Confrontés à des problèmes de sourcing, les acteurs du matériel informatique reconditionné, notamment locaux, n'auront pas toujours les volumes suffisants pour répondre aux plus grosses consultations publiques, et pour satisfaire les demandes d'homogénéité des parcs informatiques. Les acheteurs exigent en effet un matériel homogène pour ne pas avoir à réaliser eux-mêmes le mastering.

Ces acteurs du reconditionné de proximité peuvent répondre à cette demande jusqu'à quelques centaines de pièces identiques (toujours en fonction du sourcing). Mais au-delà, il devient très difficile (voire impossible) pour eux de proposer un parc homogène. Certains acheteurs publics, et tout particulièrement les plus importants d'entre eux, pourraient même utiliser cette question de l'homogénéité des parcs informatiques pour justifier le fait de contourner la loi AGEC.

Un risque d'autocensure au profit des grands constructeurs étrangers

De leur côté, les grands constructeurs ont déjà mis en place des programmes dédiés au reconditionnement de leur matériel, et sont plus à même de répondre à de gros volumes de commandes et aux demandes d'homogénéité du matériel. Problème : leurs usines de reconditionnement sont au mieux situées en Europe, et au pire, hors des frontières européennes. Elles sont, dans tous les cas, situées hors du territoire français.

La loi risque donc de privilégier les gros constructeurs, plus à même de répondre aux marchés portant sur de grosses quantités, quand, de leur côté, les structures locales de l'économie circulaire vont être tentées de s'autocensurer et de ne pas répondre aux appels d'offres lancés, par manque de matériel à proposer.

Durée de détention du matériel informatique : halte aux idées reçues !

La durée de rétention du matériel informatique dans le secteur public est problématique pour la structuration de la filière du reconditionné. Il n'est pas rare que le secteur public garde son matériel 6, 8 voire 10 ans. Loin d'être une solution économique et écologique, garder du matériel aussi longtemps représente un coût important, d'ailleurs souvent méconnu : consommation d'énergie, coût de la maintenance, problème d'accès à certains composants, etc.

En d'autre termes, le coût global de gestion de PC vieillissants (et non reconditionnés au cours de leur vie) est élevé. Un vrai travail de fond est donc à mener auprès des acheteurs publics sur cette question. En outre, réduire le délai de renouvellement du parc informatique permettrait de remettre sur le marché français de nouveaux matériels et répondre ainsi aux problématiques de sourcing rencontrées par les acteurs du reconditionnement.

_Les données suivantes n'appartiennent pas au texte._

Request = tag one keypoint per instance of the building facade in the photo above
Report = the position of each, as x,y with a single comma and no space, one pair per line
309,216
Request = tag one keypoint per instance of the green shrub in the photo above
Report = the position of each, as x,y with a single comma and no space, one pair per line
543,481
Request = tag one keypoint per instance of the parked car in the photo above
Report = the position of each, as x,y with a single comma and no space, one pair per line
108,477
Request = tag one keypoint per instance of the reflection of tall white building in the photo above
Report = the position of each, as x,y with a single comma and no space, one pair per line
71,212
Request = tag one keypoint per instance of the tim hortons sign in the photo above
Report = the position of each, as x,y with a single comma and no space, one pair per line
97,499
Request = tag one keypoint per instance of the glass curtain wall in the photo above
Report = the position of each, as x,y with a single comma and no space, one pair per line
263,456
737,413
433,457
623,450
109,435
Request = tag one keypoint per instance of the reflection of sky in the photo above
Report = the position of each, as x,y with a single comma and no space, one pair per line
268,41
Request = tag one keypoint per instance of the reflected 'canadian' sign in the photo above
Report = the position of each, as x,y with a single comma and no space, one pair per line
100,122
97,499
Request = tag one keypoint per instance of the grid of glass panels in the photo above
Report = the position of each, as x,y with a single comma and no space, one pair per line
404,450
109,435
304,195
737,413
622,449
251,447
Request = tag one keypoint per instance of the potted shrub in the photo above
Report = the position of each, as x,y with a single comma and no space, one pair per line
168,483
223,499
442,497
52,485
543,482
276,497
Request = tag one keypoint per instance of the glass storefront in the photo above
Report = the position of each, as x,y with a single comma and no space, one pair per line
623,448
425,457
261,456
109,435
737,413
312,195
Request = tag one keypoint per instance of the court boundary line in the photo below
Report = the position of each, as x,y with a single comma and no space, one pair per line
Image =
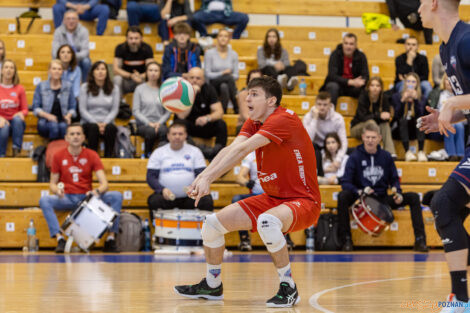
313,300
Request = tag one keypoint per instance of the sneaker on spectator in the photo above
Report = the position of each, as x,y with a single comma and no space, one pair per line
409,156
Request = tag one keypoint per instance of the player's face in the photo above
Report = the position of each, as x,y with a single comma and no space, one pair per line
323,106
75,136
177,136
258,103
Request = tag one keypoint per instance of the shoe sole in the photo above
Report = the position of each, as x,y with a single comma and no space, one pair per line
273,305
206,297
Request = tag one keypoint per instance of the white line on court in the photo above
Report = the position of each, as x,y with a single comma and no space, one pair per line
314,298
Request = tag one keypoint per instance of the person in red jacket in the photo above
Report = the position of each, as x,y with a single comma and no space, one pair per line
13,108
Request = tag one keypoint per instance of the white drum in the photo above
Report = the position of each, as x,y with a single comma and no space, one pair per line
179,227
89,222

Imposer le reconditionnement en France ?

Si l'intention globale est bonne, l'une des lacunes de la loi AGEC est de ne pas imposer de critère local. Envoyer du matériel informatique à l'étranger pour le reconditionner, comme le font les principaux constructeurs, n'a pas vraiment de sens d'un point de vue environnemental et sociétal, surtout lorsqu'une filière du reconditionnement en local existe.

La loi devrait-elle imposer le maintien du matériel en France, pour que le reconditionnement soit effectué sur le territoire ? Peut-être. Une telle mesure permettrait aux acteurs du reconditionné en France d'alimenter la demande créée par la loi AGEC, avec un meilleur bilan carbone et la création d'emplois en France.

Mais au-delà d'une éventuelle obligation légale, ce sont surtout les acheteurs qui ont leur rôle à jouer pour aller dans l'esprit de la loi, en favorisant les structures de l'économie sociale et solidaire, et en valorisant les acteurs locaux du reconditionné. Sans critère local, les acheteurs publics risquent d'acheter du matériel informatique reconditionné à l'étranger, annihilant, de fait, les bénéfices environnementaux pourtant promus par la loi AGEC.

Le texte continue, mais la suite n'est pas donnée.